After multiple morning meetings, senators in each party suggested earlier in the day that a deal is possible, but said there is still plenty of work to do and problems to solve.
Senate Majority Leader Mitch McConnell took a key procedural step Friday night to pave the way for a final vote, setting up a Sunday vote to end debate and a potential Monday vote to pass the final package.
For now, though, negotiations continue behind closed doors on the $1 trillion-plus package.
“The goal is to reach agreement on each of the four components of the legislation by the end of the day,” the Kentucky Republican said on the Senate floor.
McConnell and Treasury Secretary Steven Mnuchin briefed President Donald Trump on Friday night about the emerging stimulus plan, two sources told CNN. It was a positive conversation, one of the sources said.
McConnell assigned task forces to tackle individual parts of the stimulus bill. They met behind closed doors in various offices in the Finance Committee’s suite in the Dirksen Building. Senators left those meetings shortly after noon to attend their caucus lunches while staff members stayed behind to draft language.
The lawmakers returned Friday afternoon to finalize their sections. They were then to turn them over to McConnell and Schumer, who must hammer out a final agreement.
Issues that remain outstanding in negotiations
Among the most complicated issues still outstanding is how to overhaul the unemployment insurance system to deal with the growing number of Americans filing for unemployment and boost the amount of money available for the newly jobless.
Also, negotiators are still haggling over how to structure a pot of money for states — known as state stabilization funds — to dip into as their fiscal situations worsen.
Labor Department officials initially didn’t think it would be technically possible to implement the Democratic proposals to funnel money to the states through their unemployment insurance systems. But the Labor Department now says it has come up with a way to make sure it can work, according to Senate Minority Whip Dick Durbin.
“I’m not optimistic but I’m not pessimistic at this point; conversation is positive on a lot of good fronts,” the Illinois Democrat said. “There’s still some things that need to be worked out that could be deal breakers, so it isn’t over.”
Durbin added, “What we’re trying to do is to make sure that’s it’s not just one and done.

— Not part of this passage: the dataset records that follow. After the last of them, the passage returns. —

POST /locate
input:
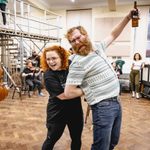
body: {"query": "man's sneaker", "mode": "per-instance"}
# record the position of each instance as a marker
(41, 94)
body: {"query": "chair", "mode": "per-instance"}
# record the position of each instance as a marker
(20, 85)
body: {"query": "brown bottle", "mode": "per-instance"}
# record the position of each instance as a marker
(135, 16)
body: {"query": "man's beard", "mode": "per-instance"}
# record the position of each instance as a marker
(84, 48)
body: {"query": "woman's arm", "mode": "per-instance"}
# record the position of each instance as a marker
(71, 91)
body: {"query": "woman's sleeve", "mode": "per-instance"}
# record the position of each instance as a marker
(52, 84)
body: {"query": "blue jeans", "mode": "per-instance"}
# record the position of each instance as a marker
(107, 116)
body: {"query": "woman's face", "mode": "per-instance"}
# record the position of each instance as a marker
(137, 57)
(53, 60)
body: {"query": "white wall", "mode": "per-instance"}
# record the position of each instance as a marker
(137, 44)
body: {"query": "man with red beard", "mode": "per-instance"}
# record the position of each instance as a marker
(91, 73)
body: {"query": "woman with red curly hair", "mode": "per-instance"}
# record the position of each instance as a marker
(54, 62)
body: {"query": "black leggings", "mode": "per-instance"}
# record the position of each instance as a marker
(56, 130)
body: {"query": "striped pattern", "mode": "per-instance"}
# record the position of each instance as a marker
(95, 75)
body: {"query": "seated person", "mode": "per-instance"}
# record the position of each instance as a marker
(31, 77)
(35, 59)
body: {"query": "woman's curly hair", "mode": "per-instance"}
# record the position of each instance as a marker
(63, 54)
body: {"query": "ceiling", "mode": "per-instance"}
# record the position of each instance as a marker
(79, 4)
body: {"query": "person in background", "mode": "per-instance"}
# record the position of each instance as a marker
(35, 59)
(60, 114)
(137, 64)
(120, 64)
(117, 68)
(3, 4)
(93, 73)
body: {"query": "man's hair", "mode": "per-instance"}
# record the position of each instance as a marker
(86, 43)
(80, 28)
(63, 54)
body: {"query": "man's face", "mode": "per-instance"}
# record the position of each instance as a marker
(53, 60)
(80, 42)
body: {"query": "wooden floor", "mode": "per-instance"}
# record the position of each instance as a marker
(22, 125)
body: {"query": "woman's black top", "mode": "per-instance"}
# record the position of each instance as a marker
(60, 110)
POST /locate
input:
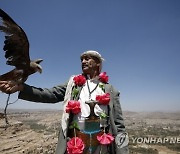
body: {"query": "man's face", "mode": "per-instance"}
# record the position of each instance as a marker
(89, 64)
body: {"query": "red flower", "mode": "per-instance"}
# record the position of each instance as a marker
(105, 138)
(103, 99)
(103, 77)
(79, 80)
(75, 146)
(73, 106)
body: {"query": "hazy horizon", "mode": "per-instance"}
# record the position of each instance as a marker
(139, 40)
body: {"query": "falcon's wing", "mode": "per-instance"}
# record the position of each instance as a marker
(16, 45)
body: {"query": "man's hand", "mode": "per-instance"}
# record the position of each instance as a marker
(10, 87)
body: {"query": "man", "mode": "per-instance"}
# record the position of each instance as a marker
(92, 117)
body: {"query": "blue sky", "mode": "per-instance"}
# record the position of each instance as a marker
(140, 40)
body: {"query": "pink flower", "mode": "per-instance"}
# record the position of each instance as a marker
(105, 138)
(75, 146)
(73, 106)
(79, 80)
(103, 99)
(103, 77)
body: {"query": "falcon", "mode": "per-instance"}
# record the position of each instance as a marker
(16, 47)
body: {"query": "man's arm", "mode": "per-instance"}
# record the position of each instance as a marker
(30, 93)
(44, 95)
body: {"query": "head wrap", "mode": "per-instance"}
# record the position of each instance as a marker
(94, 54)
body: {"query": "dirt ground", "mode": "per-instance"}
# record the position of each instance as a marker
(36, 132)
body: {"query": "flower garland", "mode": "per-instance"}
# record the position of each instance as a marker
(76, 145)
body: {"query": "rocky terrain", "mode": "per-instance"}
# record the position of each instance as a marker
(35, 132)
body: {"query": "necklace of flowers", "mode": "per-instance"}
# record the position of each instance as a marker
(76, 145)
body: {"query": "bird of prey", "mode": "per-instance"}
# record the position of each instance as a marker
(16, 47)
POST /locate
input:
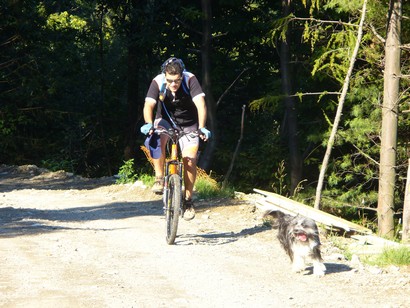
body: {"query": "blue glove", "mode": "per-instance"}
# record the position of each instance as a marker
(146, 128)
(205, 132)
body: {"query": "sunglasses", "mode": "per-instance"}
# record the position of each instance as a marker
(177, 80)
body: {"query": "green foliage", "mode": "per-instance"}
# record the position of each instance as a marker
(58, 164)
(206, 189)
(390, 256)
(127, 173)
(147, 179)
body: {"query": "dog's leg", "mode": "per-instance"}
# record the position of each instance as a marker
(298, 264)
(319, 268)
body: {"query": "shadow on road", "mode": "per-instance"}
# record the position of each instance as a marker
(30, 221)
(214, 238)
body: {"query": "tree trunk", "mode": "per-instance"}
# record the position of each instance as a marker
(132, 101)
(207, 155)
(290, 118)
(387, 174)
(406, 210)
(339, 110)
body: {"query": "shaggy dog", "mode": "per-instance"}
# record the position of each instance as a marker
(299, 237)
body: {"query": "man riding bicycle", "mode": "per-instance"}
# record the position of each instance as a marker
(180, 104)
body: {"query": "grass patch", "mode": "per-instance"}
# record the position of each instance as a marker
(390, 256)
(207, 189)
(147, 180)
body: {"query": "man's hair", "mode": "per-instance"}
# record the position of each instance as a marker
(173, 66)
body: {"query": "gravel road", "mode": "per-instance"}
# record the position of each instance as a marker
(67, 241)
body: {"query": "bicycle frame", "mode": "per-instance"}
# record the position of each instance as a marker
(172, 194)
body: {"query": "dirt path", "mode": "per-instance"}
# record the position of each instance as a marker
(72, 242)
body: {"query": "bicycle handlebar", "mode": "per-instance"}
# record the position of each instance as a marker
(175, 134)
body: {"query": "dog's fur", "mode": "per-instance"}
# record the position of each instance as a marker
(299, 237)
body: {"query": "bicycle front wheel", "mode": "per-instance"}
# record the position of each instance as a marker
(173, 207)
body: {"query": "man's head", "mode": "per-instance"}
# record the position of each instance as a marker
(173, 69)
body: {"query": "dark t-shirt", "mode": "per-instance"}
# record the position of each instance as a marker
(180, 108)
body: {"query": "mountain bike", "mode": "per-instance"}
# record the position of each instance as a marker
(172, 194)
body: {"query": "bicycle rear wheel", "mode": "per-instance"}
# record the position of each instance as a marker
(173, 207)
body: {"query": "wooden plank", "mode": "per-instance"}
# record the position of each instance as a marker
(375, 240)
(288, 205)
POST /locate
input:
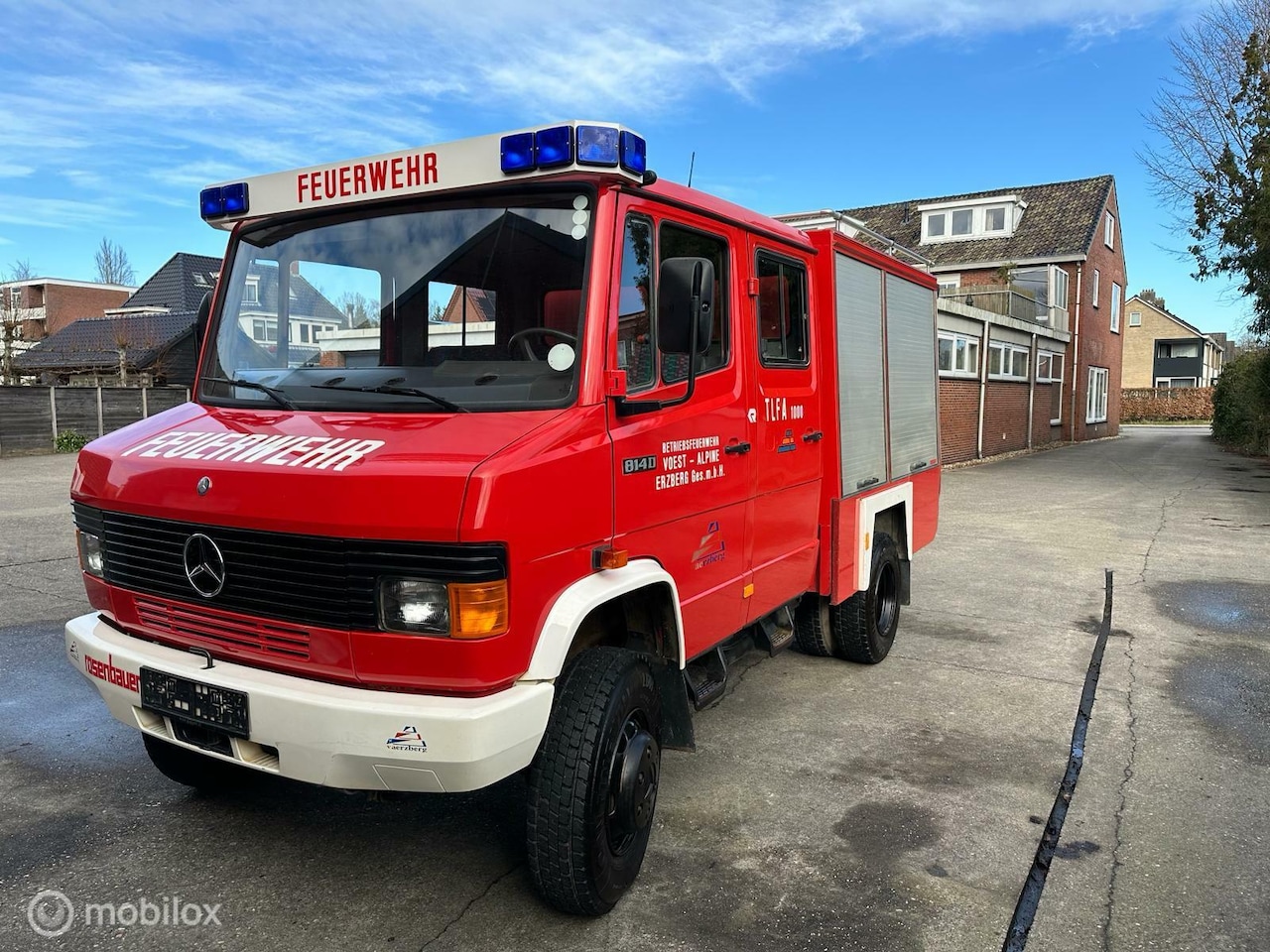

That you get this nice check, and you’re finished. (We want to) make sure that if you’re in a predicament where you’ve lost a job, that you are going to have continuity in your compensation over the next several months or more.”
Republican Sens. Marco Rubio of Florida and Susan Collins of Maine, who are the lead negotiators on the small business provisions, say they are close to an agreement with their Democratic counterparts on their section. And Senate Health, Education, Labor and Pensions Chairman Lamar Alexander said that on the issues he’s negotiating, he’s close to a deal with Sen. Patty Murray of Washington state, the ranking Democrat on the committee.
“We should be able to agree to most of our items in principle by tonight,” the Tennessee Republican said.
Sen. Roger Wicker, a Mississippi Republican who chairs the Senate, Commerce, Science and Transportation Committee and is negotiating over tens of billions of dollars in loans to the airlines, said he is close to a bipartisan deal on his area as well: “We have a framework on a lot of them,” Wicker said.
Also in the talks are Mnuchin, Labor Secretary Eugene Scalia and Larry Kudlow, an economic adviser to Trump.
As he left a meeting, Kudlow was upbeat: “Very good attitude. The children are playing well,” he said.
One thing that has become clear, as negotiations continue, is that the final cost of the package will be well north of $1 trillion. It’s something White House Legislative Affairs Director Eric Ueland nodded to when asked about that by CNN.
“We understand the potentiality of the deficit impact, but the deficit impact is not a barrier for the need to act on behalf of the American people,” Ueland said. “We are looking for the swiftest, largest impact to the American economy, for the American people, on the President’s instruction. That’s what we’re trying to deliver here.”